特急はそれそのものが風のように通り過ぎる。


(十四時二分快速マリンライナー。五回目のミルクのじかん)

 快速は街と街を結ぶバトンのように行ったり来たり忙しい。


 ひかりを抱いて少し首を伸ばせば、アパートの部屋からは電車を斜め上から見た景色が広がる。まるでパラパラ漫画をめくるように、電車の窓が、ドアが、遥の前に新しい場面を繰り広げる。電車の速さによっては乗っている人々の表情まで見える。「間に合った」と安堵する女子高生の顔。腕組みしてうとうとするおじさん。
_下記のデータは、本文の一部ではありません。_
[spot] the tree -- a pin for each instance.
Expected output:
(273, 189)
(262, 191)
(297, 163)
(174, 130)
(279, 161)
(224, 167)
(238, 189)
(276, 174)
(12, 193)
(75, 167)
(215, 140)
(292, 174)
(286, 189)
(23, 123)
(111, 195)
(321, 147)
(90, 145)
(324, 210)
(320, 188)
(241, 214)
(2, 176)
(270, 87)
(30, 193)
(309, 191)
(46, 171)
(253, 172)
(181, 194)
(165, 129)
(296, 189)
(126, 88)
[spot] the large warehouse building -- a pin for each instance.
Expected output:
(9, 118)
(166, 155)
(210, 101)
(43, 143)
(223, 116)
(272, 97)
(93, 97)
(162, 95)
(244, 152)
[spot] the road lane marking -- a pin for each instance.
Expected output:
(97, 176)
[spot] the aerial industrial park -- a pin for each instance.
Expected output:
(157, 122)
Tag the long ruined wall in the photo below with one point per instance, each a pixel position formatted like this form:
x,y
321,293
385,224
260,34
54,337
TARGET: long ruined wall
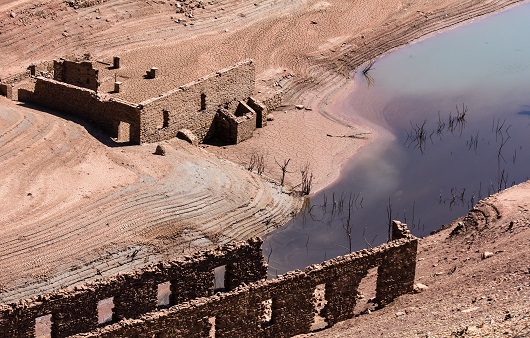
x,y
194,105
242,312
75,311
85,103
81,74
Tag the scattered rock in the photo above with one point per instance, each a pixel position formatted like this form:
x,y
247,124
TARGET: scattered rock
x,y
187,135
160,150
420,287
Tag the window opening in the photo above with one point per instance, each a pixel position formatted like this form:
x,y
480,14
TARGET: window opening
x,y
211,320
219,278
319,299
203,101
267,315
105,312
366,293
43,326
165,115
163,294
124,132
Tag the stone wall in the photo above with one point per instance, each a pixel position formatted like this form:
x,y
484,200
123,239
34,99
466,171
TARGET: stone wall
x,y
241,312
135,293
6,90
236,127
80,74
107,113
195,105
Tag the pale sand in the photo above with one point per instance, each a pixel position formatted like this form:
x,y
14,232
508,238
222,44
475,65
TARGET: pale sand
x,y
319,42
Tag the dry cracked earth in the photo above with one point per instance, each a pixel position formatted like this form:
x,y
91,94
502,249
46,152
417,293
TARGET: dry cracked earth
x,y
76,208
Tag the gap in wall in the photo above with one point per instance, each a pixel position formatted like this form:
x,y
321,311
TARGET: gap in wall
x,y
43,326
163,294
320,302
219,279
366,293
105,312
211,320
267,315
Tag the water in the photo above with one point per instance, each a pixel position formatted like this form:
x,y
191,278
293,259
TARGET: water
x,y
453,117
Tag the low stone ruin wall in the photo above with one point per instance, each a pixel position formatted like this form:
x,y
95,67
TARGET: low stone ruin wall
x,y
80,74
285,306
136,293
194,106
108,114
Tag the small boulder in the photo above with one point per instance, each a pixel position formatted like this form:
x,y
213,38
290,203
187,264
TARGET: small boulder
x,y
160,150
187,135
420,287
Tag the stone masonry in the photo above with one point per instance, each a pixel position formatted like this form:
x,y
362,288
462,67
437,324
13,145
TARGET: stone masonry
x,y
239,311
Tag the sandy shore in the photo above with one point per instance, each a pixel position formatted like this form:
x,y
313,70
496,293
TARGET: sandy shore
x,y
305,48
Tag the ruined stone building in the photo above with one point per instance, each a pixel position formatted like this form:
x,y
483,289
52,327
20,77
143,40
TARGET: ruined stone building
x,y
179,298
218,106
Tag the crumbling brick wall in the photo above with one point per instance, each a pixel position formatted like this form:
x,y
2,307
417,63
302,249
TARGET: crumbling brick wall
x,y
107,113
235,127
80,74
135,293
195,105
240,313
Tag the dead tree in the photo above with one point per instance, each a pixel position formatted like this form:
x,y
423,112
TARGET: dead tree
x,y
307,179
283,168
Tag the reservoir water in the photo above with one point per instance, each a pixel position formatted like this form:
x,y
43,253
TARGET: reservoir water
x,y
452,114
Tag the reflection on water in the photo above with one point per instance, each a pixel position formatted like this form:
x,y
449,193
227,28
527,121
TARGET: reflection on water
x,y
454,124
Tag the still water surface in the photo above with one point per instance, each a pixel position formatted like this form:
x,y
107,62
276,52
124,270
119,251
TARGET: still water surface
x,y
453,117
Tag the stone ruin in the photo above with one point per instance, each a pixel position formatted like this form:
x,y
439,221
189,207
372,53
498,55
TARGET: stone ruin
x,y
245,305
218,106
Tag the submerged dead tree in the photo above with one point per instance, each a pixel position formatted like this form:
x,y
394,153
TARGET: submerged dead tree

定期券を首から掛けた小学生。リュックを背負った外国人旅行者。向こうからこちらは見えるのだろうか。少なくとも遥の見る窓枠の中の誰も、線路際に立ち並ぶアパートの、ひとつひとつの窓を気にする人はいない。


 切り取られた一瞬は次の一瞬、次のページへめくられてその前の一瞬がその先どんな結末を迎えるのか見届けるよりも先に、そこにはただ線路が、その向こうには田んぼが、残っているだけだ。